Ohne klare Vorgaben und Einschränkungen zerläuft sich eine kreative Arbeit gerne bis zum generischen Standard. Ohne definierte Grenzen verselbständigt sie sich oder sucht sich den Weg des geringsten Widerstands. Wer sich beim Gestalten keinen Rahmen setzt erklärt seine Arbeit als vogelfrei.
Die Tendenz Probleme in einer uns schon bekannten, eingeübten Weise zu lösen, hindert uns immer wieder, andere, möglicherweise bessere Lösungen zu finden, also im eigentlichen Sinne kreativ zu werden. Manchmal hilft ein systematisches Vorgehen dabei, diese funktionale Fixierung – wie ein solches Phänomen in der Psychologie bezeichnet wird – zu überwinden. Wenn es über ein reines Nachdenken nicht gelingt, muss eine Möglichkeit gefunden werden, diese einstudierten Wege zu verlassen.
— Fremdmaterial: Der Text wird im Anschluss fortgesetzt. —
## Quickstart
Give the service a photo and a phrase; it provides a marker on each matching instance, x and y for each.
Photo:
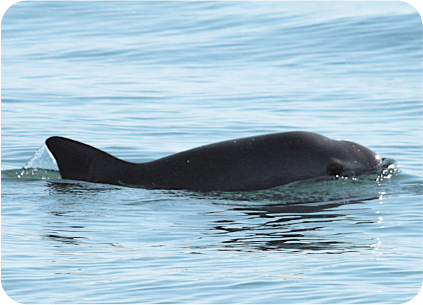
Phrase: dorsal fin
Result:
(79, 161)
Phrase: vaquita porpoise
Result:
(247, 164)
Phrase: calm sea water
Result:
(144, 79)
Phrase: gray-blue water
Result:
(144, 79)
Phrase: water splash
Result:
(41, 166)
(42, 159)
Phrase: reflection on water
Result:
(309, 216)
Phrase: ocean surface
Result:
(145, 79)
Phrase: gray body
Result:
(246, 164)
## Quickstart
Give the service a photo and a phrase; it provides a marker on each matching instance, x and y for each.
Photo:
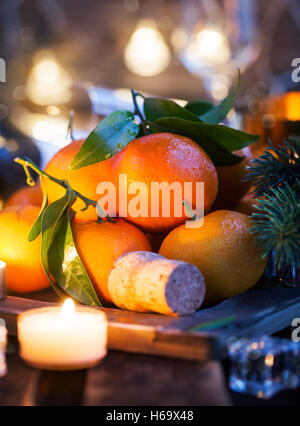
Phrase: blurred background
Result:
(64, 55)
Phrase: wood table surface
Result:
(121, 379)
(128, 379)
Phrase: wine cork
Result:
(148, 282)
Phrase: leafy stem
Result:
(29, 164)
(137, 111)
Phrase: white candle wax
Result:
(62, 338)
(2, 279)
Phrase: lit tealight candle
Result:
(66, 338)
(2, 279)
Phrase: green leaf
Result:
(218, 141)
(156, 108)
(67, 268)
(218, 114)
(50, 225)
(199, 107)
(59, 256)
(37, 226)
(110, 136)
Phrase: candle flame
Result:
(67, 313)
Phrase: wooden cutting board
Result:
(200, 336)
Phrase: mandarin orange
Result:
(164, 158)
(223, 249)
(100, 244)
(24, 270)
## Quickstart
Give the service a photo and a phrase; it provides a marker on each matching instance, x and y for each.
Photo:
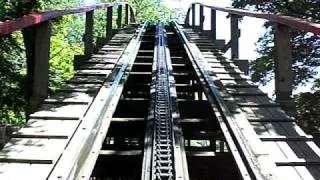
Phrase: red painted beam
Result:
(287, 20)
(34, 19)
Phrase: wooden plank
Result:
(70, 97)
(287, 20)
(93, 72)
(97, 66)
(87, 80)
(244, 91)
(15, 171)
(49, 111)
(120, 153)
(81, 87)
(286, 138)
(299, 162)
(128, 119)
(251, 104)
(32, 150)
(47, 129)
(270, 120)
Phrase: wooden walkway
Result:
(293, 151)
(34, 150)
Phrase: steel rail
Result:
(10, 26)
(253, 161)
(164, 155)
(78, 160)
(286, 20)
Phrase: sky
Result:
(251, 30)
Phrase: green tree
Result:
(305, 46)
(66, 41)
(305, 52)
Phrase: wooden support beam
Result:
(119, 18)
(132, 18)
(109, 23)
(235, 34)
(193, 16)
(283, 69)
(214, 24)
(126, 20)
(88, 36)
(37, 43)
(201, 14)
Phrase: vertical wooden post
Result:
(193, 16)
(187, 20)
(88, 36)
(109, 23)
(283, 69)
(132, 19)
(119, 20)
(37, 43)
(126, 21)
(201, 17)
(214, 24)
(235, 33)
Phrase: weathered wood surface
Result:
(294, 152)
(36, 148)
(287, 20)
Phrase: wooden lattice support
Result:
(235, 33)
(88, 36)
(119, 18)
(37, 43)
(109, 23)
(193, 16)
(283, 73)
(126, 19)
(201, 14)
(214, 24)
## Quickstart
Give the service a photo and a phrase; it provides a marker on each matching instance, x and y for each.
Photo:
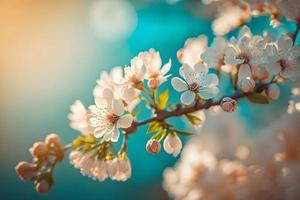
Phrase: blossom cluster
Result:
(45, 156)
(236, 166)
(232, 14)
(256, 66)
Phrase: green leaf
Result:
(183, 133)
(163, 99)
(153, 127)
(160, 134)
(258, 98)
(193, 119)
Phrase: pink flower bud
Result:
(246, 84)
(52, 139)
(153, 146)
(39, 150)
(42, 186)
(273, 91)
(228, 104)
(262, 74)
(153, 83)
(25, 170)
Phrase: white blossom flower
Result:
(196, 81)
(273, 91)
(119, 168)
(282, 58)
(214, 55)
(117, 83)
(192, 50)
(172, 144)
(134, 78)
(78, 118)
(154, 73)
(89, 165)
(228, 104)
(246, 52)
(107, 116)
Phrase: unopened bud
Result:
(25, 170)
(153, 146)
(153, 83)
(42, 186)
(273, 91)
(52, 139)
(39, 150)
(246, 84)
(228, 104)
(262, 74)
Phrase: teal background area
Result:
(30, 117)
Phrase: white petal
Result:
(101, 102)
(166, 68)
(208, 92)
(115, 135)
(178, 84)
(108, 94)
(244, 71)
(185, 70)
(187, 97)
(273, 68)
(295, 51)
(168, 148)
(201, 69)
(98, 132)
(125, 121)
(128, 94)
(117, 107)
(172, 144)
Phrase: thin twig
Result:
(182, 111)
(296, 34)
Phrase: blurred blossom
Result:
(113, 19)
(234, 166)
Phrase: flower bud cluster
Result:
(45, 156)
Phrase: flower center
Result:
(245, 57)
(153, 74)
(134, 80)
(112, 118)
(193, 87)
(283, 63)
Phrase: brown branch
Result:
(163, 115)
(294, 37)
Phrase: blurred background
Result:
(52, 52)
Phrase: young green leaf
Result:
(193, 119)
(163, 99)
(258, 98)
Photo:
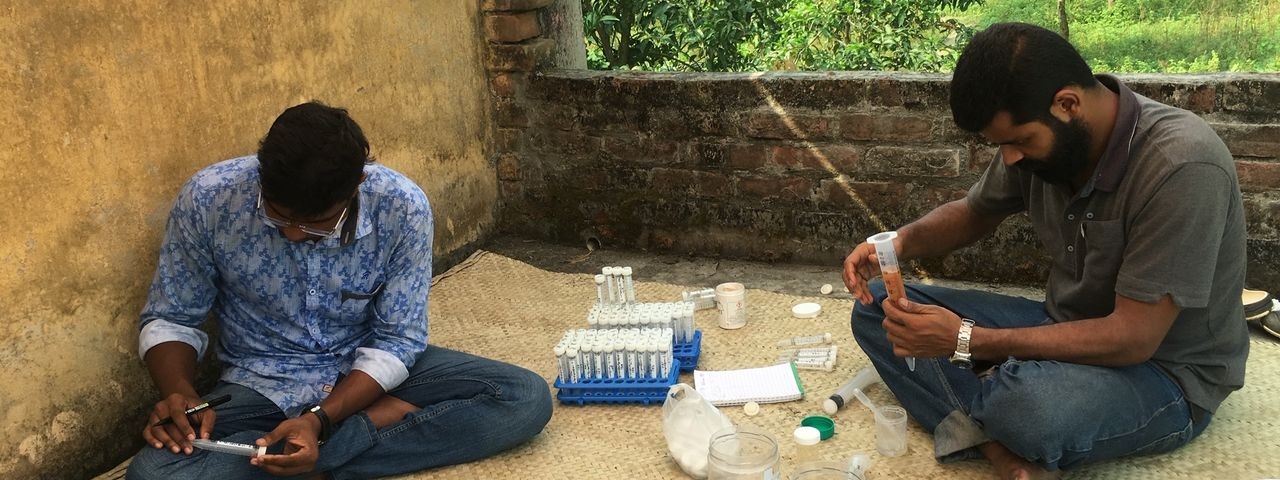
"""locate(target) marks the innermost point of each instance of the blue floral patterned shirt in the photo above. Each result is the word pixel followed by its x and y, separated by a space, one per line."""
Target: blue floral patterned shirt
pixel 293 316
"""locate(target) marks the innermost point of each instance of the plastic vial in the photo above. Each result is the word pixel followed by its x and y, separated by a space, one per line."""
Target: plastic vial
pixel 229 447
pixel 599 289
pixel 611 369
pixel 631 360
pixel 807 444
pixel 630 287
pixel 805 364
pixel 608 284
pixel 887 256
pixel 664 351
pixel 572 365
pixel 805 341
pixel 561 368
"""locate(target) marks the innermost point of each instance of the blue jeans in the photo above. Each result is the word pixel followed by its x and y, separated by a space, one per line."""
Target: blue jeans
pixel 1055 414
pixel 471 407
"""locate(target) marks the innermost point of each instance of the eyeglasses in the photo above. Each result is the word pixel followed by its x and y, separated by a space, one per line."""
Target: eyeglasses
pixel 310 231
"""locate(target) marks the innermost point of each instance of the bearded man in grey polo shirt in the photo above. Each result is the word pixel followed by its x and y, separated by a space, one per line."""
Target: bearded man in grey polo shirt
pixel 1141 334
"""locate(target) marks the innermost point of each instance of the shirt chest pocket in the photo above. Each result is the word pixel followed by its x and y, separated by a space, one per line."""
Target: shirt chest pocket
pixel 1101 251
pixel 356 301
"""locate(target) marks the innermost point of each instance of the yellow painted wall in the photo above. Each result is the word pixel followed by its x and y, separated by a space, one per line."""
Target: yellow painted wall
pixel 109 105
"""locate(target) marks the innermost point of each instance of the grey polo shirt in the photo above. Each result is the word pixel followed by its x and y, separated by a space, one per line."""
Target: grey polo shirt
pixel 1161 215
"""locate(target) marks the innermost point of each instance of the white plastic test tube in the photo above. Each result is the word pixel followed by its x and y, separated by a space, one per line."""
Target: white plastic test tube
pixel 887 256
pixel 853 389
pixel 814 364
pixel 608 280
pixel 622 284
pixel 631 360
pixel 810 352
pixel 599 289
pixel 560 364
pixel 574 369
pixel 630 287
pixel 664 351
pixel 229 447
pixel 805 341
pixel 611 369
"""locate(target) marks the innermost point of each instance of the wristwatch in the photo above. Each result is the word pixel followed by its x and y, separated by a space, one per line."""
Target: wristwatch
pixel 961 357
pixel 325 425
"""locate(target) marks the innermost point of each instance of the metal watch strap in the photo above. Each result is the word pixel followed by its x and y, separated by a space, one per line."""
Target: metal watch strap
pixel 325 425
pixel 961 356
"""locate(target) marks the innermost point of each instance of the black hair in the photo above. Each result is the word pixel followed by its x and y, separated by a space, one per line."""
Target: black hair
pixel 311 159
pixel 1015 68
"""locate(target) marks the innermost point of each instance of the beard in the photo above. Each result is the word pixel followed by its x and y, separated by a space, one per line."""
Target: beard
pixel 1068 158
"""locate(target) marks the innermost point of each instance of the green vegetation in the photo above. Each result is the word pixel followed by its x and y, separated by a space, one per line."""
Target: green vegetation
pixel 920 35
pixel 1171 36
pixel 764 35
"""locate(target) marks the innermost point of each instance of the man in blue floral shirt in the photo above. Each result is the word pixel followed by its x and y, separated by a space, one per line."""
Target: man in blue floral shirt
pixel 315 264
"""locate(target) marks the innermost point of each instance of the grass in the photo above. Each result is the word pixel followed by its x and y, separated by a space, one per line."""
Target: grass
pixel 1168 36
Denn letztlich gilt es in der Kunst – ebenso wie in der Wissenschaft – aus herkömmlichen Ordnungssystemen auszubrechen, diese innovativ zu überwinden und gegebenenfalls neue Wege, Ansätze, Methoden oder Werkzeuge zu erfinden. „Gerade in solchen Fällen sind Versuchsaufbauten und Systematiken ausgezeichnete Hilfsmittel. Sie laufen folgerichtig nach Gesetzmäßigkeiten oder zuvor festgelegten Programmen ab und generieren so Varianten, die intuitiv nicht gewählt würden. Bekannte Lösungswege werden zwangsläufig verlassen, und was zunächst wie eine Einengung der Kreativität aussieht, stellt sich als deren Erweiterung heraus, die das Potential zu überraschenden Ergebnissen hat.“
„In den sogenannten kreativen Berufen ist das Vorgehen mithilfe eines Versuchsaufbaues, einer experimentellen Untersuchung, eher unüblich. Dem Unkalkulierbaren, dem genialen Einfall wird meist übergroße Bedeutung zugemessen. Der Begriff experimentell wird in der Gestaltung immer wieder, insbesondere von Studierenden, gleichbedeutend mit Herumprobieren verwendet. Dabei gerät man leicht in die Nähe der Beliebigkeit, des ziellosen Herumirrens. In der freien Kunst wiederum wird experimentell häufig in dem Sinne verwendet, dass es sich um Arbeiten handelt, die sich außerhalb der Bewertbarkeit, der Messbarkeit befinden. Hier gerät man in den Bereichen radikaler Subjektivität, die sich aller Bewertungsmaßstäbe entziehen will.“ Demgegenüber verwendet experimentelle Geststaltung nach dem Verständnis von Lindauer/Müller, ähnlich wie ein wissenschaftliches Experiment, ebenfalls einem Versuchsaufbau und eine Versuchsreihe als Instrument und Methode.

vgl. Lindauer, A. , Müller, B. (2015): Experimentelle Gestaltung. niggli, Salenstein: 17 f

vgl. Loesch, U. (2015): „Bitte umblättern“.